Yuan Fixing Today May Be Sign China Is Wary of Slump, RBC Says

(Bloomberg) -- China’s yuan fixing on Tuesday gave a hint that the nation’s authorities may be growing concerned about the pace of the currency’s decline, according to Royal Bank of Canada.

The yuan’s reference rate was set at 6.518 per dollar Tuesday morning, a level that was slightly stronger than the 6.5210 average forecast of 19 traders and analysts in a Bloomberg survey. While within the range of projections, and only about 0.05 percent off, the differential means investors should watch out for more aggressive fixings in coming days, said Sue Trinh, head of Asia FX strategy at RBC Capital Markets in Hong Kong.
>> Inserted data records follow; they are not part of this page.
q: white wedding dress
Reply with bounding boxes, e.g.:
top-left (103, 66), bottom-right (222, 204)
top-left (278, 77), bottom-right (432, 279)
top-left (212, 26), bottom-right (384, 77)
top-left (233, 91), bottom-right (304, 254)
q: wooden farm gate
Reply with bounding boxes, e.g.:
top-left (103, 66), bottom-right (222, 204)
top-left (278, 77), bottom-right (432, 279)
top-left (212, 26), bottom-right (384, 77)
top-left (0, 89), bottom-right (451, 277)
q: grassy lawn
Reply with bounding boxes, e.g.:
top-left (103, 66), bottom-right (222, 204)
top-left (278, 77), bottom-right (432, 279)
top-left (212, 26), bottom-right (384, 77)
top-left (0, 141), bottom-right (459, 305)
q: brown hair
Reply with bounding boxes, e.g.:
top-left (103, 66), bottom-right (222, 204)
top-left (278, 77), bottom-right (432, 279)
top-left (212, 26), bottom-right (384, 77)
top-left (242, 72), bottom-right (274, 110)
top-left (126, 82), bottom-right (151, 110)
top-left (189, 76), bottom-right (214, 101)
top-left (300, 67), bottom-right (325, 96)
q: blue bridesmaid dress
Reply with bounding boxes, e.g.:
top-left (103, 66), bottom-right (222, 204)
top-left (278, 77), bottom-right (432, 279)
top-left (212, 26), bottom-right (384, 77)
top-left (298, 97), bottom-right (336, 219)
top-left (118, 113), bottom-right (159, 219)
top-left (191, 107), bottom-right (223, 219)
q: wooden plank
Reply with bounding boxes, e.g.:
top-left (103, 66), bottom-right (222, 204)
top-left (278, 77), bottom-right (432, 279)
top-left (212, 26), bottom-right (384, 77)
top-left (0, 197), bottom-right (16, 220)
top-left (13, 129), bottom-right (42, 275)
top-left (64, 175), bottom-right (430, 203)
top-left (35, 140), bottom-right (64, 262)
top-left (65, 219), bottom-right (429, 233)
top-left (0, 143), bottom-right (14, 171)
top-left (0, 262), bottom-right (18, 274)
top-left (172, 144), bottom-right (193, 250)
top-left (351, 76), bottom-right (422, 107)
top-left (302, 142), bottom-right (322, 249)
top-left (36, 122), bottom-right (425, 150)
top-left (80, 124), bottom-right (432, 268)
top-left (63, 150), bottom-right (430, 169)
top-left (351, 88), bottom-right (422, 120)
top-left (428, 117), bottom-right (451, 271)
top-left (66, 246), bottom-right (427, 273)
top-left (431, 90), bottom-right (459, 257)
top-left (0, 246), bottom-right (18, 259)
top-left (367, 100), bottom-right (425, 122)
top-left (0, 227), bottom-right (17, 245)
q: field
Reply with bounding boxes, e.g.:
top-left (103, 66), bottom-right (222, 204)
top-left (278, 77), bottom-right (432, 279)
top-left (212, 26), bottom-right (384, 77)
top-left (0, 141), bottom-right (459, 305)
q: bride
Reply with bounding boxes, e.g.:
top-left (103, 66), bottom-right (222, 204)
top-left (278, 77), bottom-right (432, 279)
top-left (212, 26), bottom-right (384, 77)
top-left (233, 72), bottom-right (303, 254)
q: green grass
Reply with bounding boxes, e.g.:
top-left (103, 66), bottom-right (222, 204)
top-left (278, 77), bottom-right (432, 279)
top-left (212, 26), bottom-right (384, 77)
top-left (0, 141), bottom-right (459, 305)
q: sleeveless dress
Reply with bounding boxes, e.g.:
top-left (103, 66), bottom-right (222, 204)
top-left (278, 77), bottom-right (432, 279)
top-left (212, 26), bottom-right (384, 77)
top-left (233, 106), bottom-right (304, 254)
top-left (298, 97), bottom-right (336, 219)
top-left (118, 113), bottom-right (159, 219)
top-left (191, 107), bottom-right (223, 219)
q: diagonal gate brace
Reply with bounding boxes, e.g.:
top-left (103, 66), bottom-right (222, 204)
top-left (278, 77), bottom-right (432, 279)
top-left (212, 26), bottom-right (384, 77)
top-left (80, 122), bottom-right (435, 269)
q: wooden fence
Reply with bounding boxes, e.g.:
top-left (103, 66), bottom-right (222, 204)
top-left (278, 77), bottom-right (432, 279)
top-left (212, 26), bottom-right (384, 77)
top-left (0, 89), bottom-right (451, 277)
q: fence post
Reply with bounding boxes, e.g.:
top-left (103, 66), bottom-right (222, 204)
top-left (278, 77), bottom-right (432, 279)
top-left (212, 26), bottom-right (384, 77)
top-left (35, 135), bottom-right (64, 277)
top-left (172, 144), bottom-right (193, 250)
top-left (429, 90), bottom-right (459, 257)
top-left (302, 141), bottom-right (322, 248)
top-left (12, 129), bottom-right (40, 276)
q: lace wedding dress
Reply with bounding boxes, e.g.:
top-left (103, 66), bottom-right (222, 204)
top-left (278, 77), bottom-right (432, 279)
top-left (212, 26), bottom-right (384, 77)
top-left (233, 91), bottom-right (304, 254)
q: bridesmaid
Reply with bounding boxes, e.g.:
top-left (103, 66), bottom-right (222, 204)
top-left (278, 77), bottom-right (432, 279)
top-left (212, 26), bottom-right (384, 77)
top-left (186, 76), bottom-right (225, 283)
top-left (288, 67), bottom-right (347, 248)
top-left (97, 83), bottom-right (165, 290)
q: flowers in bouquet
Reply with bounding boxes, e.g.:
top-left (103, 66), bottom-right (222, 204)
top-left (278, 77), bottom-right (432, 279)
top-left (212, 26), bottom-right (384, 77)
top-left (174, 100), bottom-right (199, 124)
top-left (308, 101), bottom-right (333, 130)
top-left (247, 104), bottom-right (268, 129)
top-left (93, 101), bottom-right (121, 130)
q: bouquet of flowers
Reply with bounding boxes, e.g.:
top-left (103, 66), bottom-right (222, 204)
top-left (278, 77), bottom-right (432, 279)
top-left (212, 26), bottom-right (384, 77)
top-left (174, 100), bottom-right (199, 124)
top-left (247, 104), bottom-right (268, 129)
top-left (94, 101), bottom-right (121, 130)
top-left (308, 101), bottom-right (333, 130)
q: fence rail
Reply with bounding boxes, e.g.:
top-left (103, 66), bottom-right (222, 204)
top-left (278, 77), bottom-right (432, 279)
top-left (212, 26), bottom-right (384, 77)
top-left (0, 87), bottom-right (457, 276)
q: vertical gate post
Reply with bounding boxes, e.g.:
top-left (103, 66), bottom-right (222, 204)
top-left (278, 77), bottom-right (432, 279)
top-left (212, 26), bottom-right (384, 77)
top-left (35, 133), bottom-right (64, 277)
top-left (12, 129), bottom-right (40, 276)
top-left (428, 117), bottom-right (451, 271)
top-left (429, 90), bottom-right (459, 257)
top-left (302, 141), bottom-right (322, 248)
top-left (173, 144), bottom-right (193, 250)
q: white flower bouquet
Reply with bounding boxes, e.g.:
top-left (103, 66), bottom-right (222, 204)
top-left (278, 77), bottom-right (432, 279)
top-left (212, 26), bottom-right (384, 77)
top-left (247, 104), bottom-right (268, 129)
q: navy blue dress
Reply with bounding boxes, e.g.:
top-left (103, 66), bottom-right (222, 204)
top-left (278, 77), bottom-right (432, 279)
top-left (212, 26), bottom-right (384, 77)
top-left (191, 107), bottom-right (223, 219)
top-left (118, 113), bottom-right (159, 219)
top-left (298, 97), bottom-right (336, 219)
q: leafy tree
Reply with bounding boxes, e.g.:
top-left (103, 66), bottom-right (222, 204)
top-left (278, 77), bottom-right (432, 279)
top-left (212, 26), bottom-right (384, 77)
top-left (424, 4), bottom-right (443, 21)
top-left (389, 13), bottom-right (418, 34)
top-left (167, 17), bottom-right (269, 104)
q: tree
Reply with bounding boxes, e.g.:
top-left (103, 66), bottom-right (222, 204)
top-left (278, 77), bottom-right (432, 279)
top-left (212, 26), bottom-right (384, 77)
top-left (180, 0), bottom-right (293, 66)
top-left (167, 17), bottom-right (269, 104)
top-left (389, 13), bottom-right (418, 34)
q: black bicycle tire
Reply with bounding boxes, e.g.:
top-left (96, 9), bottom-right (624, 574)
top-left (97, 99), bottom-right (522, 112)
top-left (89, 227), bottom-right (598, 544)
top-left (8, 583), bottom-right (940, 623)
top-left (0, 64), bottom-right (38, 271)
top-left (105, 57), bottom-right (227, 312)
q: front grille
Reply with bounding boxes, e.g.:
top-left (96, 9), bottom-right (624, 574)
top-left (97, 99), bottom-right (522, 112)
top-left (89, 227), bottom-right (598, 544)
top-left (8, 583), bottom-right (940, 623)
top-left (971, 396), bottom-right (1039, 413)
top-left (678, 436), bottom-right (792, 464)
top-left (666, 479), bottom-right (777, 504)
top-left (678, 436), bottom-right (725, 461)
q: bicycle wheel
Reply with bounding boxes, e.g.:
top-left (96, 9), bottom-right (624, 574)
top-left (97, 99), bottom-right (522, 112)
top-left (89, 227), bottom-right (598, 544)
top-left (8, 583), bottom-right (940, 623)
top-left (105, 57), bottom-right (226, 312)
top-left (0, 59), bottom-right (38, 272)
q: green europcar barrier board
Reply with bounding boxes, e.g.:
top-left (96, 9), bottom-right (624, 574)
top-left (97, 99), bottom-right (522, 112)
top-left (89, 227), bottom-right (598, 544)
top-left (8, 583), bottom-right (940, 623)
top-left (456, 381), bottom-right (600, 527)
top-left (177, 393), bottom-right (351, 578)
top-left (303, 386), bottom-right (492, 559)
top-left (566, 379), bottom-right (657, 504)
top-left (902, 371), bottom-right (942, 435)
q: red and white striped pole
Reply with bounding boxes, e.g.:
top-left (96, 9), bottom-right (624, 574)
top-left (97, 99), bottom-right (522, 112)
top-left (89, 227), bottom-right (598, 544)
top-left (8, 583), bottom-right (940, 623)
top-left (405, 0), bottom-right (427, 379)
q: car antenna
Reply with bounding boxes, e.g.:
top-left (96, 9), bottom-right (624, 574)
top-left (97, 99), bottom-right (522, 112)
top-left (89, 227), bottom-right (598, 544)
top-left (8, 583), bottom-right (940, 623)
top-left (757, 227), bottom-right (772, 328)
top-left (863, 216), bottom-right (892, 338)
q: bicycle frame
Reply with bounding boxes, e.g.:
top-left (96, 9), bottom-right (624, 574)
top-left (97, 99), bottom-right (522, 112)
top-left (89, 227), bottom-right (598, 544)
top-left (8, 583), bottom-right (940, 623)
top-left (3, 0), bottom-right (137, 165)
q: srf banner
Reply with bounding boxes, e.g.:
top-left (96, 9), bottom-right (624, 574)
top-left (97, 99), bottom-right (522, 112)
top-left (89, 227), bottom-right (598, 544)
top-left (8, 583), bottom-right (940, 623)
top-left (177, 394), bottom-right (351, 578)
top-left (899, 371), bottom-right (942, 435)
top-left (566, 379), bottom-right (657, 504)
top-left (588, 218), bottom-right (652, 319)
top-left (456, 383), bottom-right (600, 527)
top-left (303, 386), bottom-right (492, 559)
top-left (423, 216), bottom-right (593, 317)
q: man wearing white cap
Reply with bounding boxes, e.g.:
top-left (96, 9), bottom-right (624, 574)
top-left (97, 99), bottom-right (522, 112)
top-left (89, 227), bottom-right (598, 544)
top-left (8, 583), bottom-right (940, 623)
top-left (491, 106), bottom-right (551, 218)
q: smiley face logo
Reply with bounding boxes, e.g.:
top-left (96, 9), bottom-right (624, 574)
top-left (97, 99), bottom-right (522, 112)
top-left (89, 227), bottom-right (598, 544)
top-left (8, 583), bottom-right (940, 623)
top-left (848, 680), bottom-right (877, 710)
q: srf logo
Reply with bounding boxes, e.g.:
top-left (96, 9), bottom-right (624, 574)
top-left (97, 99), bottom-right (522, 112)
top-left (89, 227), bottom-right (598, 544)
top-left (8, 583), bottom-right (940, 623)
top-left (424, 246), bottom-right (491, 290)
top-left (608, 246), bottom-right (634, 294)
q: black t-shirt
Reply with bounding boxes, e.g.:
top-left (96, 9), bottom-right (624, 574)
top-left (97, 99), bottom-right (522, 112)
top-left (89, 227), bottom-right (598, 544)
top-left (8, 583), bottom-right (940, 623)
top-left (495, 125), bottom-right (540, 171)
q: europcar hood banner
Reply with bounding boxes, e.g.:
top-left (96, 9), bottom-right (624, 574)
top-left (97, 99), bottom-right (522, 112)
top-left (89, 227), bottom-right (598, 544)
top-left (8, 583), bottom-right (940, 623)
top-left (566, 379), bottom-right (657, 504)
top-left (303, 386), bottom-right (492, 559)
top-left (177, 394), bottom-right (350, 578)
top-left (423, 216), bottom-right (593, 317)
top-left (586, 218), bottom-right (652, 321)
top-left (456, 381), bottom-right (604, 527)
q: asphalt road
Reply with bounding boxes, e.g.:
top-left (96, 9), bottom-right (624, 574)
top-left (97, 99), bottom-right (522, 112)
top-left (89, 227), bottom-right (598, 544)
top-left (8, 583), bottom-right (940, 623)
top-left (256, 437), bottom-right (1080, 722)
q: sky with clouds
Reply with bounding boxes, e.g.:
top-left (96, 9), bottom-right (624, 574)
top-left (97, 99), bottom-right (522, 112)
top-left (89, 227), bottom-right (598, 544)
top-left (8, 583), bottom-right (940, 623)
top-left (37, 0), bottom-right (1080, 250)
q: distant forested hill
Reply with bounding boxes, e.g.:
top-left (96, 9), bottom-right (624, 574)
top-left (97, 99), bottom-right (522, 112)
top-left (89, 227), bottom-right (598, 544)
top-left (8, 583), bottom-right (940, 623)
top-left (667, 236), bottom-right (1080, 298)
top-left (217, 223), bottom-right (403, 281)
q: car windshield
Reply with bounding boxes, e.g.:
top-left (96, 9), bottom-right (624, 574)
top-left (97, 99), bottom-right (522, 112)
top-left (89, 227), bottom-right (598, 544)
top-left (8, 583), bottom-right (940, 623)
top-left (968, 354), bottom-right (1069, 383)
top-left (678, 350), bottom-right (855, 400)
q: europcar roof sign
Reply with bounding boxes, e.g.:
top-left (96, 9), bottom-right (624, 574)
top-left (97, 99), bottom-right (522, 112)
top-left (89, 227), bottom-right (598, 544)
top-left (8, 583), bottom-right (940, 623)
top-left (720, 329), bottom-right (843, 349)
“This could indicate that China thinks we’ve seen enough CNY depreciation for the time being,” Trinh wrote in a note Tuesday, referring to the onshore yuan. Measured against a replica of the basket of currencies used by the China Foreign Exchange Trade System to manage the yuan, it has dropped 1.6 percent on a monthly basis -- “a two-standard deviation event, where China has historically stepped in to stop the rot," she wrote.

Yuan Fixing Today May Be Sign China Is Wary of Slump, RBC Says

The Bloomberg replica of the CFETS RMB Index, which tracks the yuan against 24 currencies, has dropped 1.6 percent in the past week. The yuan is down 1 percent against the dollar in that period, reaching 6.5574 per dollar Tuesday, the weakest since December.